Господин Дьердь без приглашения выскочил из-за пульта с двумя щедро наполненными кружками: «Пейте, дурни». – «Я им про Фому, а они мен…» Они выдули пиво. Тогда Кальман Миксат засмеялся, с такими перебоями, что это было уже просто ржание. Мастер покраснел, а потом и он поступил так же. Да: Петер Эстерхази – великий отрицательный герой, о котором можно говорить только уважительным тоном!
31Моя дорогая Йоланка!
То фамильное дерево, которое вы прислали в прошлый раз, пожалуйста, нарисуйте снова фломастером. Благодарю вас (Я потерял первое, вот зачем мне это нужно.)
С почтением:
петер
(Знаки размножаются. – Фломастер!? Потому что для типографии так нужно! Ни о какой потере и речи нет. Здесь он прибег ко лжи; семейное древо красуется на другой стороне – в отпечатанном теперь, конечно, уже:безупречном виде. Где же невинность?! Как где? Нигде, понятно. И что мы получили взамен? Картину того, как литература активно вживается в мировые процессы.)
См. приписку к седьмой сноске (стр. 188).
32В этой точке на поверхность всплыло определенное накопившееся желание быть понятым, которое он, судя по всему, – подчеркиваю: мое мнение субъективно! – не удовлетворял. Мастер без обиняков сказал так: «Тот, кто хочет упрекнуть писателя, друг мой, в туманности, пусть сначала окинет взглядом свою душу, есть ли там требуемая ясность. Совершенно ясную запись в полумраке становится невозможно прочесть». Чик-чирик, вот и все. Таким образом он шикарным шведским винтом вернул мяч сделавшему передачу. В этом заявлении была, без сомнений, поза, но и немало сухости. Однако затем, как водится, в температуре произошли изменения в сторону христианской теплоты. (Мы становимся обладателями секретов цеха; новые богачи – наверное, сказал бы он, имея за плечами своих предков.)
Может быть, надо было таскать кирпичи, и мастер так долго смотрел на свои пыльные и слегка, но до боли ободранные о зазубренные кирпичи ладони, что в ряду не осталось места, или, может быть, он не смог помочь при переноске передвижных ворот, или, может быть, у каждого из углов брезента, с помощью какового брезента скошенная трава выносится с поля, было по человеку («Штатский на поле!»), или кожаный мяч с песком закончился прямо у него перед носом, – во всяком случае, мы стояли на каком-то острове спокойствия, вокруг которого происходила суета, что вызывало крайне приятные ощущения. Он, трогая ладонь, теребя форму и пиная оброненные травинки, говорил:
«Знаете, друг мой, глава, спрятанная и откопанная здесь, посреди текста, – это глубокий-преглубокий, прекрасный-распрекрасный, таинственно опасный колодец». Я представил себе колодец. А воду-то из него можно пить? А на пастбище вокруг трава сочная? На что он вспылил, мол, «некоторые» с большой радостью обложили бы его колодец налогом на воду. Он был взбудоражен: уже было начал протискивать к огромному брезенту.

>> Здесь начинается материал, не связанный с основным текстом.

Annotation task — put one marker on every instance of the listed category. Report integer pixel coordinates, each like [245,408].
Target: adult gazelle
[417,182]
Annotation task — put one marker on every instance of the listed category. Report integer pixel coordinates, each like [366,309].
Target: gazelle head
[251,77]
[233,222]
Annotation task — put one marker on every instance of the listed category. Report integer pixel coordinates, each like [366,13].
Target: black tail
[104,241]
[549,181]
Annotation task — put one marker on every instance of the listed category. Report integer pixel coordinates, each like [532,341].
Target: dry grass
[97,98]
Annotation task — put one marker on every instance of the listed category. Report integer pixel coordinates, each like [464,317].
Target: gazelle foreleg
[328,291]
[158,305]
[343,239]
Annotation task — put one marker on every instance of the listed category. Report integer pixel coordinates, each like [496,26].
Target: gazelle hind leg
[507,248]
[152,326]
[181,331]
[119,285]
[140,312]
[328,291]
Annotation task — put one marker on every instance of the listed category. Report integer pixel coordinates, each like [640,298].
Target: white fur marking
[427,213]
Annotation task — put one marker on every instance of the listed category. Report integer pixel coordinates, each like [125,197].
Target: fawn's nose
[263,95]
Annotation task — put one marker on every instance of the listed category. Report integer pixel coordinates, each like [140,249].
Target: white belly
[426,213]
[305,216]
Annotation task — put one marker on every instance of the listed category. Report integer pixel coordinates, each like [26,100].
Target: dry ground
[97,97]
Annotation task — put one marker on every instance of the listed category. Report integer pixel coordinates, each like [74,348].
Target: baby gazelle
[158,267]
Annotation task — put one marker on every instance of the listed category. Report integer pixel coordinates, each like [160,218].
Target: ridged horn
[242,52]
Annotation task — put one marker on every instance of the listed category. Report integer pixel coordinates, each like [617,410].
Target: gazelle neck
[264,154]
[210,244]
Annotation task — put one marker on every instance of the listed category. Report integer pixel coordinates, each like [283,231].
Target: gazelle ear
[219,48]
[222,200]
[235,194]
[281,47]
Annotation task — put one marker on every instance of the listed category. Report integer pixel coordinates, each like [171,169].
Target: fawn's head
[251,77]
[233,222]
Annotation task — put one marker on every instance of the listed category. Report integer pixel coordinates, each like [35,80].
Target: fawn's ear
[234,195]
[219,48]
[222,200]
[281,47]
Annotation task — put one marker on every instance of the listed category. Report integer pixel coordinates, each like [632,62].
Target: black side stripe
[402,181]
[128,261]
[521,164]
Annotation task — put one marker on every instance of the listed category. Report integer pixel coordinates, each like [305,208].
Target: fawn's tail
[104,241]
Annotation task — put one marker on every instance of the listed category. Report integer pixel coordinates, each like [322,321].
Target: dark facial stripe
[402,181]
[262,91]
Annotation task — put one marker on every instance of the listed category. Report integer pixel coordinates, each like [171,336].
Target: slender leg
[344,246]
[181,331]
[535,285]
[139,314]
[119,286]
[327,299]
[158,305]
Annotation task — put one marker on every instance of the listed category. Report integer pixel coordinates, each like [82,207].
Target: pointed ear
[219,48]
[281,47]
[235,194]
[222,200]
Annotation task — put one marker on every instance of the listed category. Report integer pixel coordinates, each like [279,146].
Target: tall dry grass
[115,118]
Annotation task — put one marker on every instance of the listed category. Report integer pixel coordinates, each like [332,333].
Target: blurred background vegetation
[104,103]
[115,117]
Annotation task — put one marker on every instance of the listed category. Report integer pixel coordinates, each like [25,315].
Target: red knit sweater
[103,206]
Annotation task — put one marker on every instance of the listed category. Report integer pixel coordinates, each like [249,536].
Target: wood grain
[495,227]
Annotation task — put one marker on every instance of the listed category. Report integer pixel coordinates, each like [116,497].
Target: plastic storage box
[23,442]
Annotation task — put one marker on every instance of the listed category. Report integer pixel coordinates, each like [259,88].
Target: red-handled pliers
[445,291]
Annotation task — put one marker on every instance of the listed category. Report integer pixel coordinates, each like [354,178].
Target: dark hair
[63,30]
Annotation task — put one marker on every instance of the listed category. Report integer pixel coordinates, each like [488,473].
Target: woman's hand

Однако затем он все же направился в сторону шлака. С некоторым – после травы! – отвращением стоял он на черном поле, которое хранит память о стольких продолжительных или нещадно стремительных пробежках. На нем были новые бутсы с высокими, опасными шипами. Он начал ими рисовать. Приходилось странно скособочивать ногу, чтобы «выходил» только один шип. «Знаете, друг мой, это конструкция двухступенчатого колодца». И рассказал поинтересовавшемуся, что как в изначальную ткань романаврезается эпоха Тисы, так и в нее саму – выступление Ракоши. «Проекция, приятель». Ну да, сказал я самому себе со злорадством и гордостью, все-таки в случае с мастером имеются и другие впадины.Сам рисунок был таким:
Очень красивый рисунок. Да еще ногой! Я – да будет вам известно, впрочем, я никогда этого и не отрицал – так, ну просто так люблю цветы и вообще вещи артистические. Но и дорогу, например садовую дорожку, где на параллельных полосках изборожденного граблями гравия отпечатываются легкие женские туфли (знак! след!), дорожка поворачивает, пробегает мимо живописного альпинария, соприкасается с чванливой розовой беседкой etc. etc… не надо, наверное, объяснять подробнее. У меня таким образом выработалось прекрасное чувство симметрии. Бросим взгляд на рисунок. Он симметричен! За это я его люблю.
– – – – —
Мастер появился в кабаке. Это было запущенное местечко, от пола исходил резкий запах керосина, а из кухни – тошнотворный запах рубца, и все было пропитано затхлым смрадом пива. («Да, друг мой, это тот же самый кабак». Забавно устройство времени и пространства.)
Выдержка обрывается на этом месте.